Feeds:
Posts
Comments

Archive for November, 2012

Image

Voici donc un essai sur le roman gothique. Une fois n’est pas coutume, je tente l’exercice – sur un coup de tête, et nous verrons ce que cela donnera.

Après tout, Balzac, Dumas et George Sand se sont tous amusés à écrire quelques romans noirs dans leur jeunesse. Louisa May Alcott a également débuté par ce genre… Et, pour le moment, moi aussi. Je crois donc avoir quelque légitimité à noircir un écran en jetant ces phrases. Parce qu’une impulsion subite n’est jamais tout à fait mauvaise et que j’aime bien amuser la galerie.

Ne me boudez donc pas, cher lecteur, et lisez ce qui suit.
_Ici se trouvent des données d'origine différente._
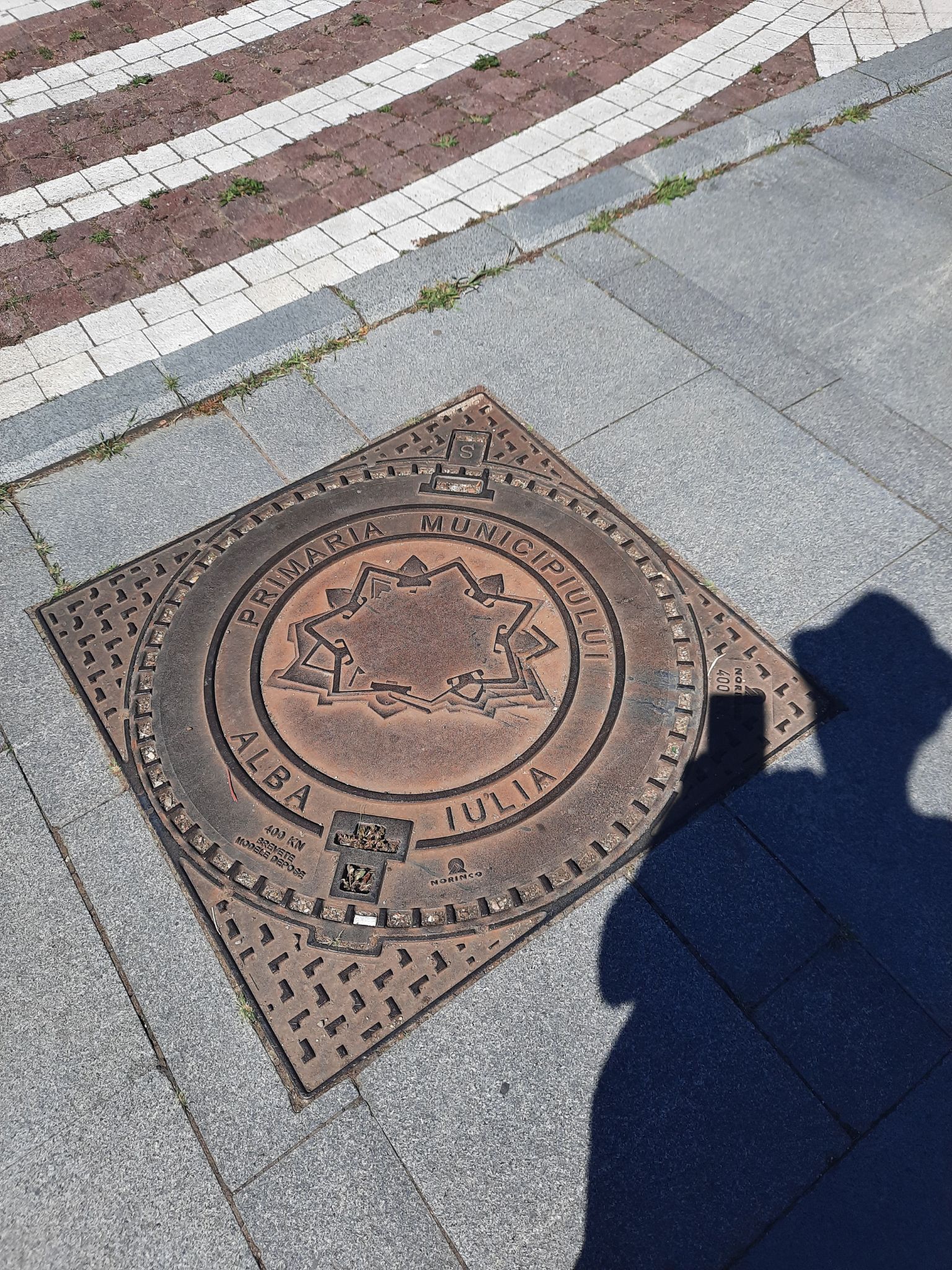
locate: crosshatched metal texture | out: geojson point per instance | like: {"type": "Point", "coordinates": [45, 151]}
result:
{"type": "Point", "coordinates": [400, 714]}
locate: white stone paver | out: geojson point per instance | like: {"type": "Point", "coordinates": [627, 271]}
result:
{"type": "Point", "coordinates": [357, 241]}
{"type": "Point", "coordinates": [102, 73]}
{"type": "Point", "coordinates": [867, 29]}
{"type": "Point", "coordinates": [244, 138]}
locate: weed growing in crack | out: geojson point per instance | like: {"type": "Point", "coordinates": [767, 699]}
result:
{"type": "Point", "coordinates": [855, 113]}
{"type": "Point", "coordinates": [673, 187]}
{"type": "Point", "coordinates": [300, 361]}
{"type": "Point", "coordinates": [242, 187]}
{"type": "Point", "coordinates": [602, 221]}
{"type": "Point", "coordinates": [447, 293]}
{"type": "Point", "coordinates": [107, 447]}
{"type": "Point", "coordinates": [45, 551]}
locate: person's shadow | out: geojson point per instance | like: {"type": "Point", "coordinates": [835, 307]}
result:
{"type": "Point", "coordinates": [687, 1145]}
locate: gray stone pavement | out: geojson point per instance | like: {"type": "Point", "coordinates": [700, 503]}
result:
{"type": "Point", "coordinates": [741, 1055]}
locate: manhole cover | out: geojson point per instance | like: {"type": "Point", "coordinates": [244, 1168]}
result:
{"type": "Point", "coordinates": [400, 714]}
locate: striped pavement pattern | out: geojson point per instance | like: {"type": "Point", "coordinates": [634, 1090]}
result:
{"type": "Point", "coordinates": [699, 64]}
{"type": "Point", "coordinates": [266, 128]}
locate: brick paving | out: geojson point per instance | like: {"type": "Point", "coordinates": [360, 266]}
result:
{"type": "Point", "coordinates": [58, 143]}
{"type": "Point", "coordinates": [48, 283]}
{"type": "Point", "coordinates": [112, 25]}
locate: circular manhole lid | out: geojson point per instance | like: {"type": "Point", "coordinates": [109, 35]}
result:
{"type": "Point", "coordinates": [398, 699]}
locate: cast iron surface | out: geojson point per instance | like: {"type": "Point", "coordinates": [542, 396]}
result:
{"type": "Point", "coordinates": [398, 716]}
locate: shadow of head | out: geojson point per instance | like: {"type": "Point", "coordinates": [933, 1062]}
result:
{"type": "Point", "coordinates": [883, 660]}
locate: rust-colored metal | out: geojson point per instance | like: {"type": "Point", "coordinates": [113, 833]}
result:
{"type": "Point", "coordinates": [407, 710]}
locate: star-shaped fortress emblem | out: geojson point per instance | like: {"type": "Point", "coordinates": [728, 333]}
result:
{"type": "Point", "coordinates": [416, 638]}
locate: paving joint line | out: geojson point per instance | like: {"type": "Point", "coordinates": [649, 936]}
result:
{"type": "Point", "coordinates": [845, 930]}
{"type": "Point", "coordinates": [162, 1062]}
{"type": "Point", "coordinates": [788, 1208]}
{"type": "Point", "coordinates": [335, 1116]}
{"type": "Point", "coordinates": [747, 1013]}
{"type": "Point", "coordinates": [426, 1203]}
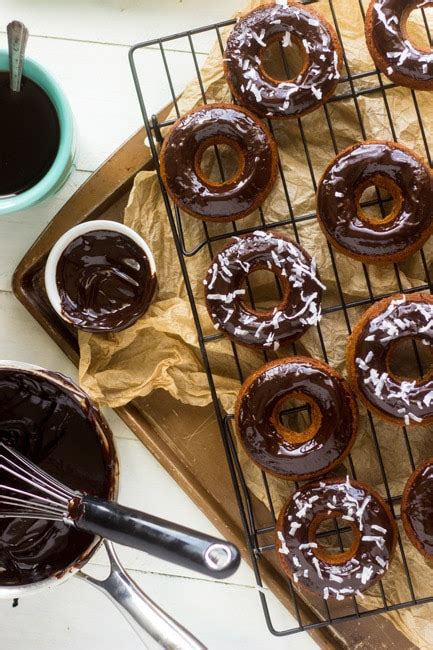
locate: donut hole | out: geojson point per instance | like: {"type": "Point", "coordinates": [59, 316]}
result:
{"type": "Point", "coordinates": [418, 26]}
{"type": "Point", "coordinates": [409, 359]}
{"type": "Point", "coordinates": [337, 539]}
{"type": "Point", "coordinates": [219, 161]}
{"type": "Point", "coordinates": [297, 418]}
{"type": "Point", "coordinates": [378, 201]}
{"type": "Point", "coordinates": [263, 291]}
{"type": "Point", "coordinates": [295, 414]}
{"type": "Point", "coordinates": [282, 60]}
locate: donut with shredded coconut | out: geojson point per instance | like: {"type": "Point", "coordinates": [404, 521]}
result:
{"type": "Point", "coordinates": [390, 47]}
{"type": "Point", "coordinates": [188, 184]}
{"type": "Point", "coordinates": [226, 292]}
{"type": "Point", "coordinates": [289, 23]}
{"type": "Point", "coordinates": [392, 320]}
{"type": "Point", "coordinates": [278, 449]}
{"type": "Point", "coordinates": [326, 569]}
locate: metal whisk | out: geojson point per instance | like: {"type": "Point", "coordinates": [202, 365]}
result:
{"type": "Point", "coordinates": [28, 492]}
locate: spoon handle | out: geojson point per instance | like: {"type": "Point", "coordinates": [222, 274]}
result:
{"type": "Point", "coordinates": [17, 40]}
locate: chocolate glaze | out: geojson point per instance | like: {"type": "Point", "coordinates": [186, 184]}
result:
{"type": "Point", "coordinates": [389, 38]}
{"type": "Point", "coordinates": [373, 529]}
{"type": "Point", "coordinates": [250, 83]}
{"type": "Point", "coordinates": [181, 156]}
{"type": "Point", "coordinates": [270, 444]}
{"type": "Point", "coordinates": [302, 290]}
{"type": "Point", "coordinates": [417, 506]}
{"type": "Point", "coordinates": [400, 317]}
{"type": "Point", "coordinates": [47, 424]}
{"type": "Point", "coordinates": [338, 205]}
{"type": "Point", "coordinates": [104, 281]}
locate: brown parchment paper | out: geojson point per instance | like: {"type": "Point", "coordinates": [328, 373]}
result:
{"type": "Point", "coordinates": [161, 350]}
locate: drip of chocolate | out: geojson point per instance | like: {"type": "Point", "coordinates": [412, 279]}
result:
{"type": "Point", "coordinates": [105, 281]}
{"type": "Point", "coordinates": [42, 420]}
{"type": "Point", "coordinates": [418, 507]}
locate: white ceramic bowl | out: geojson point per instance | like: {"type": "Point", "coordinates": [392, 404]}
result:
{"type": "Point", "coordinates": [68, 237]}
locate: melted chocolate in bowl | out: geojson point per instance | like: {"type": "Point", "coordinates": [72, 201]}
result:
{"type": "Point", "coordinates": [105, 281]}
{"type": "Point", "coordinates": [52, 428]}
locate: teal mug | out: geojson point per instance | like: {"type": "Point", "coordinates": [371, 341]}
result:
{"type": "Point", "coordinates": [63, 162]}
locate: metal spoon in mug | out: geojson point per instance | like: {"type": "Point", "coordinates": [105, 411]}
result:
{"type": "Point", "coordinates": [18, 35]}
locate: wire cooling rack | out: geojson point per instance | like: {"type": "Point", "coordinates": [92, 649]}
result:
{"type": "Point", "coordinates": [353, 87]}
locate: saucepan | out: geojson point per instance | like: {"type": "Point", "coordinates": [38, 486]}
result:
{"type": "Point", "coordinates": [173, 542]}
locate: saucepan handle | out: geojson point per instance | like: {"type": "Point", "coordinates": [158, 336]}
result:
{"type": "Point", "coordinates": [154, 626]}
{"type": "Point", "coordinates": [164, 539]}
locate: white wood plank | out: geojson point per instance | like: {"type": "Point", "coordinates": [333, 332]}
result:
{"type": "Point", "coordinates": [98, 81]}
{"type": "Point", "coordinates": [118, 21]}
{"type": "Point", "coordinates": [18, 231]}
{"type": "Point", "coordinates": [74, 616]}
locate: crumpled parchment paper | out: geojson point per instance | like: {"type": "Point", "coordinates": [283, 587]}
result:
{"type": "Point", "coordinates": [161, 350]}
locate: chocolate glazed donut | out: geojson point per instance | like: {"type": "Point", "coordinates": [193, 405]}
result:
{"type": "Point", "coordinates": [349, 229]}
{"type": "Point", "coordinates": [393, 53]}
{"type": "Point", "coordinates": [280, 450]}
{"type": "Point", "coordinates": [394, 319]}
{"type": "Point", "coordinates": [417, 508]}
{"type": "Point", "coordinates": [183, 150]}
{"type": "Point", "coordinates": [343, 574]}
{"type": "Point", "coordinates": [251, 84]}
{"type": "Point", "coordinates": [300, 283]}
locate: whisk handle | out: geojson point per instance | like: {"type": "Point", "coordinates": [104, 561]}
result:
{"type": "Point", "coordinates": [169, 541]}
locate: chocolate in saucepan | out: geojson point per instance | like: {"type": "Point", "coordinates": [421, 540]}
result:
{"type": "Point", "coordinates": [105, 281]}
{"type": "Point", "coordinates": [62, 435]}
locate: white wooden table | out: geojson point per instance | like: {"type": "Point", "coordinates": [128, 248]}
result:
{"type": "Point", "coordinates": [85, 45]}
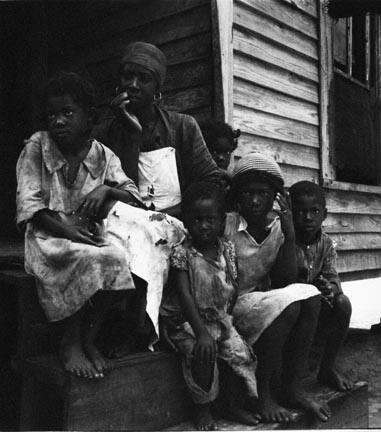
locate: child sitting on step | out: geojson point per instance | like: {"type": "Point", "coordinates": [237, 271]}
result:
{"type": "Point", "coordinates": [66, 184]}
{"type": "Point", "coordinates": [316, 257]}
{"type": "Point", "coordinates": [221, 141]}
{"type": "Point", "coordinates": [198, 313]}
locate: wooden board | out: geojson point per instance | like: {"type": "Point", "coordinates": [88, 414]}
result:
{"type": "Point", "coordinates": [281, 57]}
{"type": "Point", "coordinates": [282, 35]}
{"type": "Point", "coordinates": [281, 151]}
{"type": "Point", "coordinates": [357, 241]}
{"type": "Point", "coordinates": [271, 77]}
{"type": "Point", "coordinates": [348, 223]}
{"type": "Point", "coordinates": [279, 11]}
{"type": "Point", "coordinates": [267, 100]}
{"type": "Point", "coordinates": [354, 203]}
{"type": "Point", "coordinates": [307, 6]}
{"type": "Point", "coordinates": [279, 128]}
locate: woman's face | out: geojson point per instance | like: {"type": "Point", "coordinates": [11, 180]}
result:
{"type": "Point", "coordinates": [140, 84]}
{"type": "Point", "coordinates": [255, 199]}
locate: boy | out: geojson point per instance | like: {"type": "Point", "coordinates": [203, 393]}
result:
{"type": "Point", "coordinates": [316, 258]}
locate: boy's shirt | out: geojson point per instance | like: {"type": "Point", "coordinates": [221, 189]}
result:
{"type": "Point", "coordinates": [318, 259]}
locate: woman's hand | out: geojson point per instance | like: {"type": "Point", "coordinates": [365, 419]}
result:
{"type": "Point", "coordinates": [94, 202]}
{"type": "Point", "coordinates": [205, 349]}
{"type": "Point", "coordinates": [78, 235]}
{"type": "Point", "coordinates": [285, 214]}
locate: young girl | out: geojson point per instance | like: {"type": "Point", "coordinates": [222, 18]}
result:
{"type": "Point", "coordinates": [274, 320]}
{"type": "Point", "coordinates": [199, 312]}
{"type": "Point", "coordinates": [66, 184]}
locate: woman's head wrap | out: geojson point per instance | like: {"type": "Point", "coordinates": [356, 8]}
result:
{"type": "Point", "coordinates": [257, 166]}
{"type": "Point", "coordinates": [148, 56]}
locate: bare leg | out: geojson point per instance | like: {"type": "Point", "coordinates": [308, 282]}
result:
{"type": "Point", "coordinates": [71, 350]}
{"type": "Point", "coordinates": [334, 323]}
{"type": "Point", "coordinates": [297, 358]}
{"type": "Point", "coordinates": [203, 375]}
{"type": "Point", "coordinates": [268, 349]}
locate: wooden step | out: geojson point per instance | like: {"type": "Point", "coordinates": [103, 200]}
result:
{"type": "Point", "coordinates": [142, 392]}
{"type": "Point", "coordinates": [349, 410]}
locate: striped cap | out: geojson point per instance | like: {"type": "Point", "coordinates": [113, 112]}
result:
{"type": "Point", "coordinates": [258, 163]}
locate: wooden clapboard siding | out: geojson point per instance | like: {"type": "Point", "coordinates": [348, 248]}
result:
{"type": "Point", "coordinates": [276, 105]}
{"type": "Point", "coordinates": [181, 28]}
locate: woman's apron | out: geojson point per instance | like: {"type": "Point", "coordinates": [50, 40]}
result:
{"type": "Point", "coordinates": [158, 178]}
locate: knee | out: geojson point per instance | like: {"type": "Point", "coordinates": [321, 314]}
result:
{"type": "Point", "coordinates": [343, 307]}
{"type": "Point", "coordinates": [311, 306]}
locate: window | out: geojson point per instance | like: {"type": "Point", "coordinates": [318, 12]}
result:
{"type": "Point", "coordinates": [355, 117]}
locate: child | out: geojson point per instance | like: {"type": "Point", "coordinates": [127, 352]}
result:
{"type": "Point", "coordinates": [204, 277]}
{"type": "Point", "coordinates": [66, 184]}
{"type": "Point", "coordinates": [221, 141]}
{"type": "Point", "coordinates": [316, 257]}
{"type": "Point", "coordinates": [272, 313]}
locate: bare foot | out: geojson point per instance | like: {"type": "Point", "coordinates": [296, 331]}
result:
{"type": "Point", "coordinates": [271, 412]}
{"type": "Point", "coordinates": [73, 356]}
{"type": "Point", "coordinates": [204, 419]}
{"type": "Point", "coordinates": [302, 399]}
{"type": "Point", "coordinates": [335, 379]}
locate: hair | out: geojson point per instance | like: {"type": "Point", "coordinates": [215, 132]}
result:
{"type": "Point", "coordinates": [213, 129]}
{"type": "Point", "coordinates": [203, 191]}
{"type": "Point", "coordinates": [79, 88]}
{"type": "Point", "coordinates": [306, 188]}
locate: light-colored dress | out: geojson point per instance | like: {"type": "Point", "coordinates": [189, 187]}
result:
{"type": "Point", "coordinates": [213, 287]}
{"type": "Point", "coordinates": [258, 305]}
{"type": "Point", "coordinates": [69, 273]}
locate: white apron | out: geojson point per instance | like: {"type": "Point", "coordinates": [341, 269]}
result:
{"type": "Point", "coordinates": [158, 178]}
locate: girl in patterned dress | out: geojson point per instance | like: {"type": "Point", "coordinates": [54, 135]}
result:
{"type": "Point", "coordinates": [198, 311]}
{"type": "Point", "coordinates": [66, 183]}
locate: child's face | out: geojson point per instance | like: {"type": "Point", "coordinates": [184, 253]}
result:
{"type": "Point", "coordinates": [205, 222]}
{"type": "Point", "coordinates": [221, 152]}
{"type": "Point", "coordinates": [308, 215]}
{"type": "Point", "coordinates": [68, 122]}
{"type": "Point", "coordinates": [255, 200]}
{"type": "Point", "coordinates": [139, 83]}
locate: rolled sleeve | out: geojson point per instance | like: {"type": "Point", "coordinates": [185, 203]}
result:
{"type": "Point", "coordinates": [29, 196]}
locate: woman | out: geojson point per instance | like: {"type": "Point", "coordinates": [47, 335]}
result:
{"type": "Point", "coordinates": [162, 151]}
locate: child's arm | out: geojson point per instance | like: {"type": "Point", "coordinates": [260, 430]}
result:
{"type": "Point", "coordinates": [284, 270]}
{"type": "Point", "coordinates": [205, 349]}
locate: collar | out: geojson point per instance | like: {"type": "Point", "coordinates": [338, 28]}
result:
{"type": "Point", "coordinates": [94, 161]}
{"type": "Point", "coordinates": [242, 224]}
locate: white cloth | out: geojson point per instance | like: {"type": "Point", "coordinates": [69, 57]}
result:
{"type": "Point", "coordinates": [158, 178]}
{"type": "Point", "coordinates": [147, 244]}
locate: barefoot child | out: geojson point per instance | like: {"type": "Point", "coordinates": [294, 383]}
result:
{"type": "Point", "coordinates": [66, 182]}
{"type": "Point", "coordinates": [276, 318]}
{"type": "Point", "coordinates": [199, 313]}
{"type": "Point", "coordinates": [316, 257]}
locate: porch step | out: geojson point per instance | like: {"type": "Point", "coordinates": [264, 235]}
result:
{"type": "Point", "coordinates": [349, 410]}
{"type": "Point", "coordinates": [142, 392]}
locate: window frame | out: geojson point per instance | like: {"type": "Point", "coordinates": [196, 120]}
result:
{"type": "Point", "coordinates": [327, 70]}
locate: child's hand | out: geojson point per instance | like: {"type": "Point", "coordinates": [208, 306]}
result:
{"type": "Point", "coordinates": [325, 287]}
{"type": "Point", "coordinates": [205, 349]}
{"type": "Point", "coordinates": [285, 214]}
{"type": "Point", "coordinates": [94, 202]}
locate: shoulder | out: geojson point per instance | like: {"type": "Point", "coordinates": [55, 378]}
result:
{"type": "Point", "coordinates": [179, 257]}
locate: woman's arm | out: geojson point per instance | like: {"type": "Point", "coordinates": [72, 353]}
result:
{"type": "Point", "coordinates": [46, 220]}
{"type": "Point", "coordinates": [285, 270]}
{"type": "Point", "coordinates": [205, 349]}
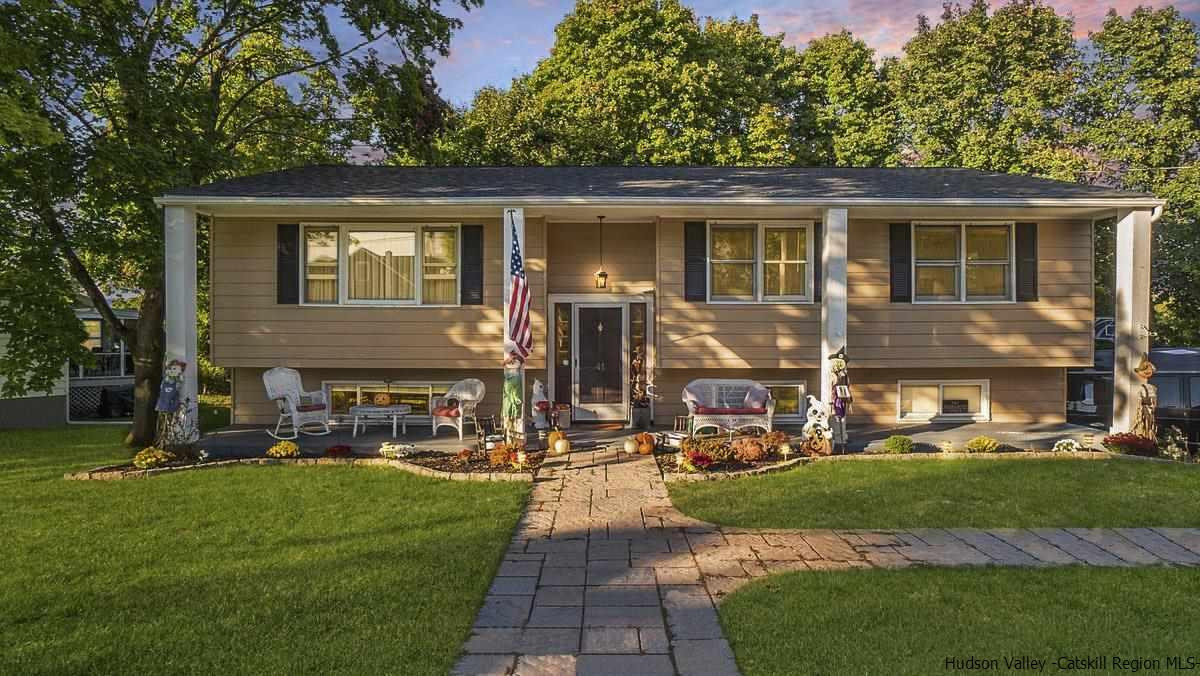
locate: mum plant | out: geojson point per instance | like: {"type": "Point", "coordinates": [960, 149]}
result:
{"type": "Point", "coordinates": [283, 449]}
{"type": "Point", "coordinates": [150, 458]}
{"type": "Point", "coordinates": [1128, 443]}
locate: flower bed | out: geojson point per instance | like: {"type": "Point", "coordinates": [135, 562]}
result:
{"type": "Point", "coordinates": [719, 455]}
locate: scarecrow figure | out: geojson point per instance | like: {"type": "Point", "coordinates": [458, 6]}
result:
{"type": "Point", "coordinates": [177, 430]}
{"type": "Point", "coordinates": [1144, 423]}
{"type": "Point", "coordinates": [840, 395]}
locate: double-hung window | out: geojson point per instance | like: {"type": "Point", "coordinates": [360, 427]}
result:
{"type": "Point", "coordinates": [760, 262]}
{"type": "Point", "coordinates": [381, 264]}
{"type": "Point", "coordinates": [963, 262]}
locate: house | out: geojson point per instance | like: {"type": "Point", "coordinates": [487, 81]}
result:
{"type": "Point", "coordinates": [100, 393]}
{"type": "Point", "coordinates": [958, 294]}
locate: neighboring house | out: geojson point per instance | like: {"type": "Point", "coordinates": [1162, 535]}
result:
{"type": "Point", "coordinates": [1177, 381]}
{"type": "Point", "coordinates": [94, 394]}
{"type": "Point", "coordinates": [958, 294]}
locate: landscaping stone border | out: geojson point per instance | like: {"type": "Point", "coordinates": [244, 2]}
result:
{"type": "Point", "coordinates": [671, 477]}
{"type": "Point", "coordinates": [115, 472]}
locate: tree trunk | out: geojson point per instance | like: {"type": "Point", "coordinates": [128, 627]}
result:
{"type": "Point", "coordinates": [148, 356]}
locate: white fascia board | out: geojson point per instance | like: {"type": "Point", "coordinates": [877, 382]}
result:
{"type": "Point", "coordinates": [501, 202]}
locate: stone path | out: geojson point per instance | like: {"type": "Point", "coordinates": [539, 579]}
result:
{"type": "Point", "coordinates": [605, 576]}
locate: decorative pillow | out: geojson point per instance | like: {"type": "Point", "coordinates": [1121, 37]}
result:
{"type": "Point", "coordinates": [743, 411]}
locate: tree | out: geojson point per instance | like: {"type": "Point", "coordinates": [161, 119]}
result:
{"type": "Point", "coordinates": [991, 91]}
{"type": "Point", "coordinates": [849, 117]}
{"type": "Point", "coordinates": [145, 96]}
{"type": "Point", "coordinates": [1139, 113]}
{"type": "Point", "coordinates": [640, 82]}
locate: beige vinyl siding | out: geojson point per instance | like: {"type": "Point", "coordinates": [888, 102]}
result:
{"type": "Point", "coordinates": [250, 329]}
{"type": "Point", "coordinates": [700, 335]}
{"type": "Point", "coordinates": [1018, 395]}
{"type": "Point", "coordinates": [1056, 330]}
{"type": "Point", "coordinates": [575, 257]}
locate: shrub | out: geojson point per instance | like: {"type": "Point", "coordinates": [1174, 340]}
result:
{"type": "Point", "coordinates": [339, 450]}
{"type": "Point", "coordinates": [150, 456]}
{"type": "Point", "coordinates": [693, 460]}
{"type": "Point", "coordinates": [982, 444]}
{"type": "Point", "coordinates": [1067, 446]}
{"type": "Point", "coordinates": [1174, 444]}
{"type": "Point", "coordinates": [749, 449]}
{"type": "Point", "coordinates": [898, 443]}
{"type": "Point", "coordinates": [283, 449]}
{"type": "Point", "coordinates": [1128, 443]}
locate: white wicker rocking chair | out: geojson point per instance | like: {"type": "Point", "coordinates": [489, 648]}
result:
{"type": "Point", "coordinates": [729, 405]}
{"type": "Point", "coordinates": [457, 406]}
{"type": "Point", "coordinates": [304, 411]}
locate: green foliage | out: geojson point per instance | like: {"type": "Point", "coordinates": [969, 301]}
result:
{"type": "Point", "coordinates": [982, 444]}
{"type": "Point", "coordinates": [150, 458]}
{"type": "Point", "coordinates": [898, 443]}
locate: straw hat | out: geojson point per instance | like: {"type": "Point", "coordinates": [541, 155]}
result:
{"type": "Point", "coordinates": [1145, 370]}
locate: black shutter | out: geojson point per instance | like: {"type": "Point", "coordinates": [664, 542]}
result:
{"type": "Point", "coordinates": [695, 253]}
{"type": "Point", "coordinates": [472, 265]}
{"type": "Point", "coordinates": [901, 263]}
{"type": "Point", "coordinates": [1026, 262]}
{"type": "Point", "coordinates": [287, 264]}
{"type": "Point", "coordinates": [817, 247]}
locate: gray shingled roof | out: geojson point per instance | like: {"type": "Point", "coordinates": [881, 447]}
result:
{"type": "Point", "coordinates": [699, 183]}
Règle n°1 : Nourrissez-vous du genre

Et pas seulement des livres de la fin du XVIIIème siècle et début du XIXème. Cependant, si vous prétendez vous connaître en littérature gothique, avoir lu au moins un roman d’Anne Radcliffe reste indispensable. (Pour moi, il s’agit des Mystères de la Forêt et je l’ai choisi par pure coquetterie : l’héroïne porte le même prénom que moi. Publié en 1791 et récemment réédité en poche. Je vous garantis que les cauchemars de l’héroïne nous valent quelques frissons.) Le Moine de Matthew Gregory Lewis est également un grand classique, écrit par un jeune homme de 19 ans et censuré à son époque. Pas mal du tout.

Évidemment, un peu de fantastique plus récent ne fait pas de mal. Au XIXème siècle, Dracula, Frankenstein et Carmilla sont des must read. Sans oublier quelques nouvelles d’Edgar Allan Poe. Entretien avec un vampire (d’Anne Rice) est très important au XXème – s’il ne fallait en retenir qu’un.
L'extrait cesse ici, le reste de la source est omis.